For some people, writing paper checks feels more comfortable because of the familiarity of the ritual and because it seems like the process is entirely within their control. However, that is not entirely true. Writing down the wrong address, forgetting to apply a stamp, unclear handwriting, checks lost or delayed in the mail or the wrong account number may derail even this tried-and-true method of bill paying.
Once established, autopayment places the process within the control of technology. However, it is not without proper oversight. Online banking allows customers to look at their accounts anytime to ensure the balance is sufficient and the bills have been paid. Most banks provide automatic bill paying and automatic transfer services to ensure seamless bill payments. A notification email or text alerts customers that bills have been paid.
Autopay offers numerous practical advantages.

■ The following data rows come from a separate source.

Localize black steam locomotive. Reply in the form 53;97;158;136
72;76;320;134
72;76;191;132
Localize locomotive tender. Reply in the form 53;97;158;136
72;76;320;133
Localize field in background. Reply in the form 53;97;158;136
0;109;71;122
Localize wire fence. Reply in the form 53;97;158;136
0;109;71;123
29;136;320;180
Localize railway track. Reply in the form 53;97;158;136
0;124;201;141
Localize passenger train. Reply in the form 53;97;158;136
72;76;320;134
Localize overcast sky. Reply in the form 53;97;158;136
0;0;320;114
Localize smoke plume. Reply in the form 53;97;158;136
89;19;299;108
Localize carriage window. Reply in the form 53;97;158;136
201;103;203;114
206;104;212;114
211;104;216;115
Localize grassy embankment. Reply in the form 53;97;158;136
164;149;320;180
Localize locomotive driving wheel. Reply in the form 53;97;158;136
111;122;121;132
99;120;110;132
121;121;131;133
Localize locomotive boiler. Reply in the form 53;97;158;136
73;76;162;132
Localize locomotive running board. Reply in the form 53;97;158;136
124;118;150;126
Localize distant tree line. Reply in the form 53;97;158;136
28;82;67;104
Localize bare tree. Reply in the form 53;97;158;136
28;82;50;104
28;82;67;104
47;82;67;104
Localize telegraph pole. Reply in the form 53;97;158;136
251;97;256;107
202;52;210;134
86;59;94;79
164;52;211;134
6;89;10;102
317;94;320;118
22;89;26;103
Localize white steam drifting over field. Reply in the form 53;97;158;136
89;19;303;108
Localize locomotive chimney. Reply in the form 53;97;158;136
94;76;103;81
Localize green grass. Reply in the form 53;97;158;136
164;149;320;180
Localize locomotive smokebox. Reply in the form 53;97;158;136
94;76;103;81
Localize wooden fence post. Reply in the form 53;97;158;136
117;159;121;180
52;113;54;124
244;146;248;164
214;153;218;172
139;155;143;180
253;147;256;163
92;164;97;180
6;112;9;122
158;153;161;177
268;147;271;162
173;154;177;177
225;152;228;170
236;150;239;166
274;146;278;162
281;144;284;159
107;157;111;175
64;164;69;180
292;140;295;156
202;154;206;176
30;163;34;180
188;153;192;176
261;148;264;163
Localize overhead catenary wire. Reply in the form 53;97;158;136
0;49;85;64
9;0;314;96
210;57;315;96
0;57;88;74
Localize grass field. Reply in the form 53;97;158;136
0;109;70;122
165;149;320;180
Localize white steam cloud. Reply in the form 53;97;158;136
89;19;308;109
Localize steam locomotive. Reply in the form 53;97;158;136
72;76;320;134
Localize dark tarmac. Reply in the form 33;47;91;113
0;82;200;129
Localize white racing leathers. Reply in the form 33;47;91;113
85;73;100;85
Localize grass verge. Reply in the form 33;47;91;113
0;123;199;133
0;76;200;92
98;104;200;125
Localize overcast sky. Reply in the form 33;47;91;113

“If you’re traveling, you don’t have to worry about it,” Scott said. “If you are ill and can’t take care of your own finances, the bills are paid. There are also weather disruptions. Or what if a family member needs your assistance and you’re constantly going over to take care of them? Your own bills are attended to. That’s one less thing to do.”

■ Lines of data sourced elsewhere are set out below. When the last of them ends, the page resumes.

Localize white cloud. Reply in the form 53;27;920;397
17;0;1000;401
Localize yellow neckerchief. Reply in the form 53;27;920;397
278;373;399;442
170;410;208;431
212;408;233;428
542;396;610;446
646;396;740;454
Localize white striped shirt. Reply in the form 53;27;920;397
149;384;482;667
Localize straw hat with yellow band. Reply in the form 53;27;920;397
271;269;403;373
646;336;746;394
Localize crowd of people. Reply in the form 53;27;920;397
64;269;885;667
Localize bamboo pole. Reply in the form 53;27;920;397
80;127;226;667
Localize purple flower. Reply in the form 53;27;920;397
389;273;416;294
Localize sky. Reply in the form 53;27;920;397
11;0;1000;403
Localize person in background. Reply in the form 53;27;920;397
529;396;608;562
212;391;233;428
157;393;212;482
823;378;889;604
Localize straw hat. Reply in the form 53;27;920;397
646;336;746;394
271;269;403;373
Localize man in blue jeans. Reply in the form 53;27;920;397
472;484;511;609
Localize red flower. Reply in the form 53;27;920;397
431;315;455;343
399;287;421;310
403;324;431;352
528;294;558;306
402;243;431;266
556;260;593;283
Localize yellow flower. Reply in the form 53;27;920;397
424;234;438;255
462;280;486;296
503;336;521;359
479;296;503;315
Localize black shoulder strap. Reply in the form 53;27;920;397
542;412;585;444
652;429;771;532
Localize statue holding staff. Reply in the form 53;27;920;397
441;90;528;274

In addition to automating payments, digitizing statements will make bill paying even easier, especially for snowbirds.
That way, “their bills are not being mailed to their house and then subject to forwarding issues or just being left in the owner’s mailbox where theft of the info is possible,” said Randy L. Zeigler, certified financial planner and private wealth adviser with Ameriprise Financial in Oswego. “They can then check their email while in Florida and review bills sent to them and being paid, while not having a mailbox issue.”
Paper bills are easily mislaid. If reading fine print becomes problematic, electronic bills may be easily enlarged by pressing Ctrl while scrolling the mouse wheel up or other means of zooming.
Zeigler suggested using a credit card for automatic bill payments, as they’re not susceptible to overdraw problems like a bank account and so payers are “protected by fraud provisions covering credit cards and so access to checking accounts is limited to only highly secure vendors,” Zeigler said. “It is better to not give too many vendors access to one’s checking account as these balances are not as securely protected from theft and fraud.”
Setting up autopay can help people stay more independent later in life. If issues such as poor vision, cognition or fine motor control make it difficult to write checks to pay bills, having autopay already in place “can make a way of making sure their needs are met while remaining relatively independent,” said Nina Kohn, a David M. Levy professor of law and faculty director of Online Education at Syracuse University College of Law.
People with limited means may not prefer autopay because they need to first make sure they have the money in the account to cover variable bills. Kohn stressed that of all bills to consider for autopay, rent or mortgage, critical utilities, auto insurance and long-term care policies are the most important because of the fallout if they’re late.
Kohn said that for those uncomfortable with autopayment, enlisting a trusted third party to write out checks or hiring a bill paying service may be helpful.
She added, autopayment “can be a valuable convenience to help people manage in an increasingly complex world. Just make sure it’s not ‘do it once and forget it.’ You still need to monitor it.”